Various etiologies for idiopathic environmental intolerances have been proposed, which have prompted different diagnostic and treatment approaches. An unrecognized form of allergy or immunologic hypersensitivity is a commonly proposed etiology. Advocates for this etiology may recommend a large series of immunologic tests, including a variety of provocation-neutralization tests and a panel of immunologic tests, including immune function tests, and levels of lymphocyte subsets (i.e., natural killer cells, CD8 cells). Proposed therapies have included avoidance of exposure, either in the environment or in the diet. IVIG may be recommended for injection or sublingual drops of "neutralizing" chemical and food extracts. Others have proposed exposure to toxic substances may have prompted the immunologic abnormality and based on this theory, testing of levels of environmental chemicals in the blood, urine, or fat may be suggested. It has also been proposed that idiopathic environmental illness is a manifestation of a psychiatric disease or personality disorder. Studies supporting this cause may include brain imaging studies (including PET scans) or psychologic/psychiatric interviews. In some instances, symptoms may appear to coincide after exposure to a viral illness (particularly common with chronic fatigue syndrome); supporters of this theory may recommend a wide variety of tests to detect antibodies or antigens of various viruses. Finally, some have suggested that hypersensitivity to Candida may present with a similar array of subjective complaints, and thus recommend testing for Candida in the stool or urine.

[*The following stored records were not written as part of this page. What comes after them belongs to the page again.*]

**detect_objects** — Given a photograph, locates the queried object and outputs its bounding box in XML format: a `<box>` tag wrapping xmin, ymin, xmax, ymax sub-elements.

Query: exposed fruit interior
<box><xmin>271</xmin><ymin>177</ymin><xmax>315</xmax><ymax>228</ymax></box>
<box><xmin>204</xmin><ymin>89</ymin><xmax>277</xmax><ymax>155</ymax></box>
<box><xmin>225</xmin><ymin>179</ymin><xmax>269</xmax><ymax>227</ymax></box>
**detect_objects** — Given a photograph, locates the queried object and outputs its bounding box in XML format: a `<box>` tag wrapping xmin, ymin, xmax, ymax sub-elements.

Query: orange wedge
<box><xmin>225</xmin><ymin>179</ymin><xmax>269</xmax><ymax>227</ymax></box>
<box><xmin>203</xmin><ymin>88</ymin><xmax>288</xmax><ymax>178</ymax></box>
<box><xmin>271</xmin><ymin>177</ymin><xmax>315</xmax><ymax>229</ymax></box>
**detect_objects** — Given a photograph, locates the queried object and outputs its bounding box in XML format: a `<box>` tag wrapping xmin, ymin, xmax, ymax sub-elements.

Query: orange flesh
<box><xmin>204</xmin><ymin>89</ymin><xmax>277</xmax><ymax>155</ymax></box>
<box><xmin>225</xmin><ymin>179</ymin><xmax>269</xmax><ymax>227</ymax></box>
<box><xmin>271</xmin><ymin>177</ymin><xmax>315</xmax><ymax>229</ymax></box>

Candida albicans is a fungus normally present on the skin and in the mouth, intestinal tract, and vagina. Under certain conditions, it can multiply and infect the surface of the skin or mucous membranes. However, some practitioners claim that even when clinical signs of infection are absent, yeast-related problems (referred to as candidiasis hypersensitivity) can cause or trigger multiple symptoms such as fatigue, irritability, constipation, diarrhea, abdominal bloating, mood swings, depression, anxiety, dizziness, unexpected weight gain, difficulty in concentrating, muscle and joint pain, cravings for sugar or alcoholic beverages, psoriasis, hives, respiratory and ear problems, menstrual problems, infertility, impotence, bladder infections, prostatitis, and "feeling bad all over."

It should be noted that some environmentally caused illnesses can be characterized by their clinical presentation and laboratory tests. For example, in certain instances "sick building" syndrome can be traced back to exposure to microorganisms related to air-handling systems. However, in contrast to idiopathic environmental intolerances, these individuals experience a limited range of symptoms, and they occur in or are triggered by the affected building only.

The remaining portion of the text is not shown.